Na modelagem, tudo isso é possível de ser vivido. O sujeito faz o que deseja com seu pedaço de barro, significando a questão de o ego perder o controle por instantes, mas posteriormente acontece a catarse do ato executado e o retorno à realidade pela materialização da imagem em escultura. Pelo prisma tridimensional, existe a possibilidade de se observar vários ângulos, comunicar diferentes aspectos, emoções ou percepções, bem como as transições entre elas. Ao apresentar a dimensão e o volume total e real, o indivíduo necessitará pré-visualizar e planejar a escultura em tamanho natural, pois, conforme argumenta Dondis, a concepção e o planejamento são fundamentais para a compreensão do problema.
Modelos lúdicos
Na modelagem em argila, o sujeito cria seus próprios modelos lúdicos, com maior dinamismo, refletindo o seu desejo e sua criação, os quais com certeza refletem com maior fidedignidade os conteúdos internos do autor, sendo o objeto de sua projeção, do qual posteriormente irá falar. No caso do sujeito que desenhou e após modelou o jogador em argila, esculpindo-o de forma que não parasse em pé, tal fato revela com fidedignidade sua dinâmica. Porém, se tivesse que escolher entre os brinquedos industrializados, certamente optaria por um boneco jogador que parasse em pé, o que revelaria e concretizaria sua idealização. No entanto, aquele de sua autoria, esculpido em argila, revelou sua dificuldade em manter-se em pé para realizar o que idealiza mágica e onipotentemente. Na modelagem em argila, o sujeito fantasia muito e projeta seus conteúdos internos, contudo é permeado pelo princípio de realidade.

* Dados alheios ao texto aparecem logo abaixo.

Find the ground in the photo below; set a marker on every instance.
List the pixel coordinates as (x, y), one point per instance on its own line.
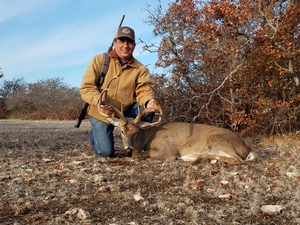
(48, 175)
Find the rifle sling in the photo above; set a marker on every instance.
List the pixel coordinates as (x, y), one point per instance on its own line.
(104, 69)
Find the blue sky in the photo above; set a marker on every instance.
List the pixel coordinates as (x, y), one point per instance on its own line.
(43, 39)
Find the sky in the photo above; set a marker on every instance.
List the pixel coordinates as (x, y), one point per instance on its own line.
(42, 39)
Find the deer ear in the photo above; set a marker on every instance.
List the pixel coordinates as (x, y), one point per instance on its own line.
(114, 121)
(143, 124)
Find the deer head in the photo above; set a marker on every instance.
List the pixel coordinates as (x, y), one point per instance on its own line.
(129, 126)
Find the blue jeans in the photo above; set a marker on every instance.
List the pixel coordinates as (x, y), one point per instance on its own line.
(101, 136)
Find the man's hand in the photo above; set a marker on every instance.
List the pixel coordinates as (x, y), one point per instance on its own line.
(151, 103)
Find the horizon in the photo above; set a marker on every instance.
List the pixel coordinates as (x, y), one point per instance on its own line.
(57, 39)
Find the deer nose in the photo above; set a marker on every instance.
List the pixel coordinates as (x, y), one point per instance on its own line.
(128, 152)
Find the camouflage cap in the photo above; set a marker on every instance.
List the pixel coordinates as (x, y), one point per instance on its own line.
(125, 32)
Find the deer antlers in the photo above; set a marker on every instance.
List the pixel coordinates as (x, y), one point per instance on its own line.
(120, 114)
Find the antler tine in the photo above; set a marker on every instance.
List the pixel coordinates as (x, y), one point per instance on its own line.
(140, 114)
(102, 101)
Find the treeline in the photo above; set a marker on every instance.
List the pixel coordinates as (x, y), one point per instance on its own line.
(229, 63)
(44, 99)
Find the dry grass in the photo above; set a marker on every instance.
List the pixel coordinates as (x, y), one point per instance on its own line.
(48, 176)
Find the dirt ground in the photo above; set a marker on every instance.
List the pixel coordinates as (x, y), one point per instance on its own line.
(49, 176)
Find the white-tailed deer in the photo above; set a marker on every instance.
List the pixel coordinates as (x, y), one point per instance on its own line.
(190, 141)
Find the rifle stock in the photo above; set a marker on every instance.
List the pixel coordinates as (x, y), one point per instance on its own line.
(101, 80)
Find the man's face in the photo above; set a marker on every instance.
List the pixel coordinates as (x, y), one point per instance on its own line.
(124, 48)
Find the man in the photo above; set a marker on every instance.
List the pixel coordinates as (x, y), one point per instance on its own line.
(129, 84)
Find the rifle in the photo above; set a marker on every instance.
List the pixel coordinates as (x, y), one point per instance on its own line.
(99, 83)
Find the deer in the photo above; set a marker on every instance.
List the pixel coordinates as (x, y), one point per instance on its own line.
(166, 140)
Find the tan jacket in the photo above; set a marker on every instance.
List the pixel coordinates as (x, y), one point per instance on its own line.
(132, 83)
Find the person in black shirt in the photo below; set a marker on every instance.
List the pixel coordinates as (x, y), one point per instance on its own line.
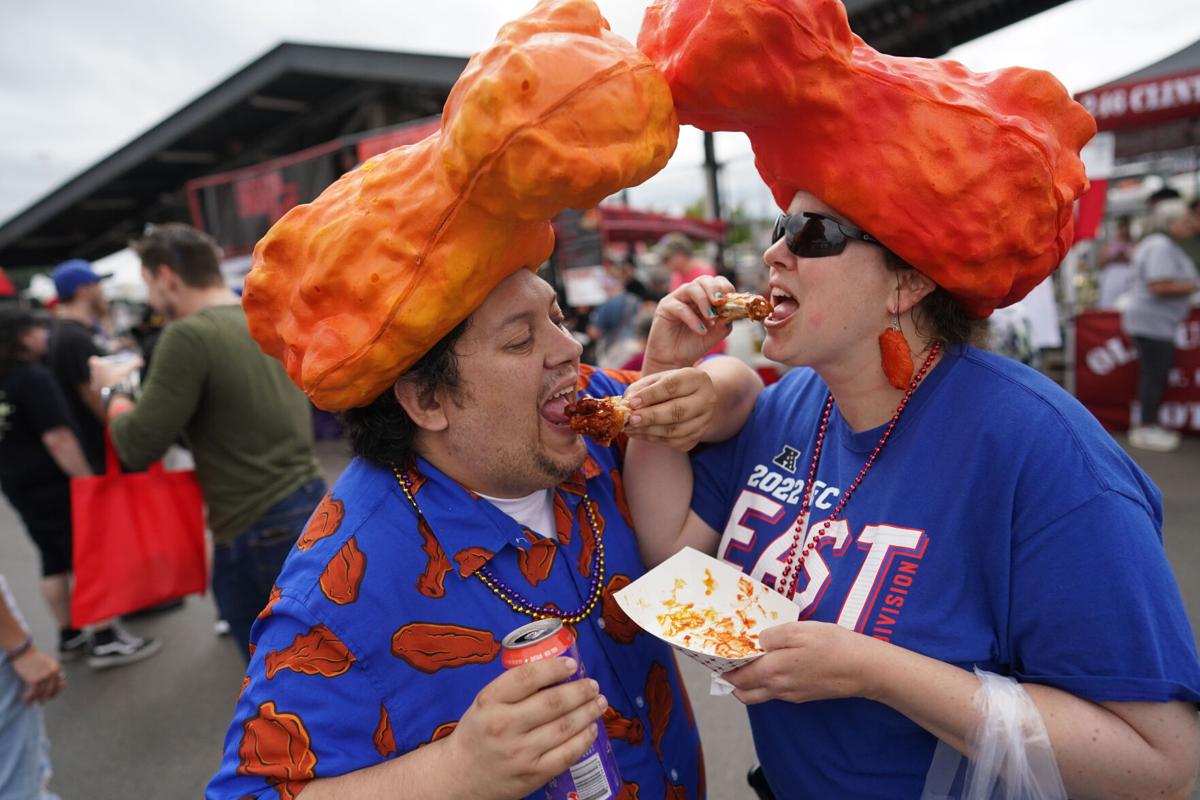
(40, 452)
(81, 307)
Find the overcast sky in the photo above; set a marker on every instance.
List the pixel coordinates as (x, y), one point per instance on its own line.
(81, 79)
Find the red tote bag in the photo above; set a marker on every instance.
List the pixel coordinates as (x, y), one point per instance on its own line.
(138, 540)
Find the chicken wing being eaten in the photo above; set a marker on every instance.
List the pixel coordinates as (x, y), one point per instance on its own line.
(600, 417)
(742, 305)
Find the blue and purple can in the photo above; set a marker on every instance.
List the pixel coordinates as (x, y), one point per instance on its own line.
(595, 775)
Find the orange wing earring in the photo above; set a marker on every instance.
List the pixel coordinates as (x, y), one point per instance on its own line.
(894, 350)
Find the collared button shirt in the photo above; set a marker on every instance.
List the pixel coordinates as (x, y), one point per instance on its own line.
(379, 632)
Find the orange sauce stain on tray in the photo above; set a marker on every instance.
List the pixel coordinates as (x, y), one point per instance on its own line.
(729, 636)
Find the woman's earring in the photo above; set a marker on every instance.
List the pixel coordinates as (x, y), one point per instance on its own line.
(894, 352)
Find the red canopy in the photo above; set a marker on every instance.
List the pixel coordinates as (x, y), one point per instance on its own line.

Deve-se ressaltar que no processo de utilização da argila até o produto final, ou seja, a escultura – e não importa sua estética –, a percepção que o paciente tem de poder realizar algo, nem que seja apenas arriscar-se a mexer na argila, o faz sair de seu quadro de estagnação. Afinal, como define Jean-Claude Filloux, o homem pode ignorar os verdadeiros motivos de suas ações, porém não poderá negar tal vivência e experiência.

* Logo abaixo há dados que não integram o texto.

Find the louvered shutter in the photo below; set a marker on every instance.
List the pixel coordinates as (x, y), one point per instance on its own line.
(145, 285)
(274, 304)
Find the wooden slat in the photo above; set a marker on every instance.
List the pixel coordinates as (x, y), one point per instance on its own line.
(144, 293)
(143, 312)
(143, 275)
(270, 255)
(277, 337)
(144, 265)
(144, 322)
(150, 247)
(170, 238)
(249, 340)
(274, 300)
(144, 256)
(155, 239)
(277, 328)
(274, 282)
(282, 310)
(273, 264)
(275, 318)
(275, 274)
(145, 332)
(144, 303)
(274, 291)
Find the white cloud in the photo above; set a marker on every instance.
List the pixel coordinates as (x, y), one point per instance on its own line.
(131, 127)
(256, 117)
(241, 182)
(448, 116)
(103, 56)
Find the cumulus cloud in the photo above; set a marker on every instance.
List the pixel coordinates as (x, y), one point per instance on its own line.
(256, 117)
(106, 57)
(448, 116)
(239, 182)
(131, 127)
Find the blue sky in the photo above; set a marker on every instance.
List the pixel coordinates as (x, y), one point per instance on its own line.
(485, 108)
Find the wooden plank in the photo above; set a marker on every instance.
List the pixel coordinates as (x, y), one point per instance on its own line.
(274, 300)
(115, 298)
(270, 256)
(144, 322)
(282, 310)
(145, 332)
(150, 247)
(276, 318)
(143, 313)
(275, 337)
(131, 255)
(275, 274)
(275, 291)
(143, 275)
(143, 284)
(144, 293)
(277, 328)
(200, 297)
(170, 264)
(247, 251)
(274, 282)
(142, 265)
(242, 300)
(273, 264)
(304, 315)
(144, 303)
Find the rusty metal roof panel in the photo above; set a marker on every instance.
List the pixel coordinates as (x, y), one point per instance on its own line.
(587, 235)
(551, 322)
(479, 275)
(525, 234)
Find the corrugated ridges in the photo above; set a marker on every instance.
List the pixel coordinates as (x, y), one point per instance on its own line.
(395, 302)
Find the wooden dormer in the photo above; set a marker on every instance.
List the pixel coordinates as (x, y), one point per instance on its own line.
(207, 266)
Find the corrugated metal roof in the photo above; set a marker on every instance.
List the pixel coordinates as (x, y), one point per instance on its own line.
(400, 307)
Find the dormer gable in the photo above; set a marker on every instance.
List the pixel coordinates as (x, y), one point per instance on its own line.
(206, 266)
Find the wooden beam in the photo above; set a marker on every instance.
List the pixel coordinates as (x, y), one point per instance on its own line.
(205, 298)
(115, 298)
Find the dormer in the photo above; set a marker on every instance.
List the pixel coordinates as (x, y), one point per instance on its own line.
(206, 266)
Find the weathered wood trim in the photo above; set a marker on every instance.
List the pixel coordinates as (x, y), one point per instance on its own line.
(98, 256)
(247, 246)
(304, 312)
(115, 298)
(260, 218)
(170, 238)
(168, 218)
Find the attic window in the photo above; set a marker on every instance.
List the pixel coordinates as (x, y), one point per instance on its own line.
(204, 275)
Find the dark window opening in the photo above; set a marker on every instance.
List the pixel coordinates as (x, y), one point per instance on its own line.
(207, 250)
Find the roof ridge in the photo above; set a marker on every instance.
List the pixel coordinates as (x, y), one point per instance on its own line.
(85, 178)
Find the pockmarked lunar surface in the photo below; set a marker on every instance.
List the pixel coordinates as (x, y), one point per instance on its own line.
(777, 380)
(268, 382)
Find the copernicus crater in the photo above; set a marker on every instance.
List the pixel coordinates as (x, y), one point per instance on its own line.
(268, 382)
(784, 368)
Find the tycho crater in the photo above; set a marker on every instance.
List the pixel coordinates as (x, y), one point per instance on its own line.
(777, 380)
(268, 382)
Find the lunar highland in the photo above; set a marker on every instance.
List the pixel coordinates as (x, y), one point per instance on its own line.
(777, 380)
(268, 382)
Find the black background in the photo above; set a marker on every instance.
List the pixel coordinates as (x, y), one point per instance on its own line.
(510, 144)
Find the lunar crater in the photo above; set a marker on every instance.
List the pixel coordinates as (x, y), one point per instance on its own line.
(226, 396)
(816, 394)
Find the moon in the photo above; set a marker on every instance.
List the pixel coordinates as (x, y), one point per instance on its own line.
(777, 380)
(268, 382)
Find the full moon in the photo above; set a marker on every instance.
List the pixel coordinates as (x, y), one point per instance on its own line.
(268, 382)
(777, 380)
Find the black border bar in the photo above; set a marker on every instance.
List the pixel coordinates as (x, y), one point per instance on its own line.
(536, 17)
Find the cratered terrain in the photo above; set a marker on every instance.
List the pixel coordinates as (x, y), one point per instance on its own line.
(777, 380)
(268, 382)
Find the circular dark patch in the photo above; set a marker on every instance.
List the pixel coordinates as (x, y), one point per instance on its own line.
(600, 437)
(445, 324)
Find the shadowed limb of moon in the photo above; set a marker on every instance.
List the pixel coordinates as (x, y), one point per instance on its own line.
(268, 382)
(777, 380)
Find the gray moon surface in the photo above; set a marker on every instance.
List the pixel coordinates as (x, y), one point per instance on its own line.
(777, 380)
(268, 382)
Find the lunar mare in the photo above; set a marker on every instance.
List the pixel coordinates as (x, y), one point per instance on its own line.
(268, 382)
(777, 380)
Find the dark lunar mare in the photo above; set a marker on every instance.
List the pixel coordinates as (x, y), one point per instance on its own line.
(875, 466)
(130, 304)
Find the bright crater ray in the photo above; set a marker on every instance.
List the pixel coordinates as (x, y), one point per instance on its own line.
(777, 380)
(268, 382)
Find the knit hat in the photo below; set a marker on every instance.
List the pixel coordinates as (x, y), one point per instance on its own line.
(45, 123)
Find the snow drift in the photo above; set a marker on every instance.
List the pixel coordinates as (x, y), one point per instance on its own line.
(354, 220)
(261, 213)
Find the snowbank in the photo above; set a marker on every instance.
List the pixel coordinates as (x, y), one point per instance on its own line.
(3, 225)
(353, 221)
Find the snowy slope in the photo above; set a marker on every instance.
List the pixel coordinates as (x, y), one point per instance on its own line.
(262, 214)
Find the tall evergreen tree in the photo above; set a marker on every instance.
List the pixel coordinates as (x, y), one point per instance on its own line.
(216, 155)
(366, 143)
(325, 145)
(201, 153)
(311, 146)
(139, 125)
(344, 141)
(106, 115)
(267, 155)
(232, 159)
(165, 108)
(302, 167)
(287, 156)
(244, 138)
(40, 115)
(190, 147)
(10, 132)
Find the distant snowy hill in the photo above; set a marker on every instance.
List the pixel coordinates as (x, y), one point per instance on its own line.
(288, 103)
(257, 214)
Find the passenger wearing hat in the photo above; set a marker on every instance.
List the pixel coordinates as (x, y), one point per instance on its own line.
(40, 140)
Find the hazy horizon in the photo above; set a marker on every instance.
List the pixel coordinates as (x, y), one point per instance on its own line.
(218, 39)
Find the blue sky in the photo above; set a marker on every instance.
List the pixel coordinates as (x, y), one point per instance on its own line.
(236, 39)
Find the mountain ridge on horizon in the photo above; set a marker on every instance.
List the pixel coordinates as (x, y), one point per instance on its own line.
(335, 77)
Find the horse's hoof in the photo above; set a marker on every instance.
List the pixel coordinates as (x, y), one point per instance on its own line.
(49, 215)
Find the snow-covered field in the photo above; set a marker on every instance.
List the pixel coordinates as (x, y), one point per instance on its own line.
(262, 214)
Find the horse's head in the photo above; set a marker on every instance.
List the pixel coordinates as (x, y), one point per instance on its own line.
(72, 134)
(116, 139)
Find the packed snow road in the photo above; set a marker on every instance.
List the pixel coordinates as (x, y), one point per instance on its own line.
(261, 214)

O prazer experimentado ao realizar a modelagem é provocado pelo fato de permitir ser suscetível às suas qualidades, e principalmente por não ter finalidade estética, mas sim fazer brotar a arte do interior daquele que sofre. Pelas obras serem ímpares, únicas, e mesmo que o sujeito tente copiá-las ou refazê-las não o conseguirá, pois ao falar delas terá que falar de sua particularidade. Quando isso acontece, algo se processa internamente e ele deixa de ser o mesmo que era.
Enfim, no processo terapêutico, o sujeito necessita avançar diversas etapas de autoconhecimento e amadurecimento auxiliado pelas diferentes modelagens que vier a confeccionar. E a passagem de uma para a outra possibilita a reflexão e o encontro de soluções possíveis.